La sala de audiencias era un salón adecuado para que las visitas que llegaban a palacio, visitas oficiales que se merecían un recibimiento frío y distante, tuvieran que caminar hasta el final en un pasillo alfombrado hasta el trono del rey, donde el monarca aguardaba la visita con expresión de disgusto y hastío. El trono estaba rodeado de cortinas pesadas con los símbolos nacionales. Para lo que se había usado hasta ahora esa sala era para enmarcar un retrato real, pero ahora que la familia se había asentado en este palacio, era hora de darle uso.
Habían acomodado un nuevo trono para la reina, y se había decorado la estancia con preciosos tapices que había hecho traer de España. Era una sala insulsa, sin embrago, a pesar en la decoración. Tendría una capacidad de doscientas o doscientas cincuenta personas, a lo sumo. Ahí coronaron a mi esposo, en una de las múltiples ceremonias ritualísticas.

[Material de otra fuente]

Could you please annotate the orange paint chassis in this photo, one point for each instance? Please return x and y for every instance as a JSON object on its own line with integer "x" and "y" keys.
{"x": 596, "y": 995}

Cuando llegué ya estaba todo dispuesto. Me senté en el torno que me correspondía y fueron llegando mis allegados. Algunos de ellos estaban enterados de la triquiñuela, pero otros tantos no, y se sorprendieron en grado máximo cuando a pesar de que empezaba a llegar gente, el trono del rey permaneció vacío incluso hasta el último instante. El conde de Villahermosa, mi querido Juan, se puso de pie a mi lado como buen consejero que era, y a su lado Manuela, un escalón por debajo. La reina madre se había situado en el lado opuesto a Manuela, custodiando de lejos un torno vacío. El consejero del rey también estaba ausente, para alivio de todos, y a pesar de que la ausencia del rey era notable, lo que más preocupó a algunos era aquella falta del consejero, quien en teoría, debía llevar el bastón de mando en aquella negociación. La reina madre estaba inquieta, pero me lanzó una mirada felina llena de coraje. Me confiaba el control, pero me advertía, con dientes afilados, que si algo salía mal todo el peso recaería en mí.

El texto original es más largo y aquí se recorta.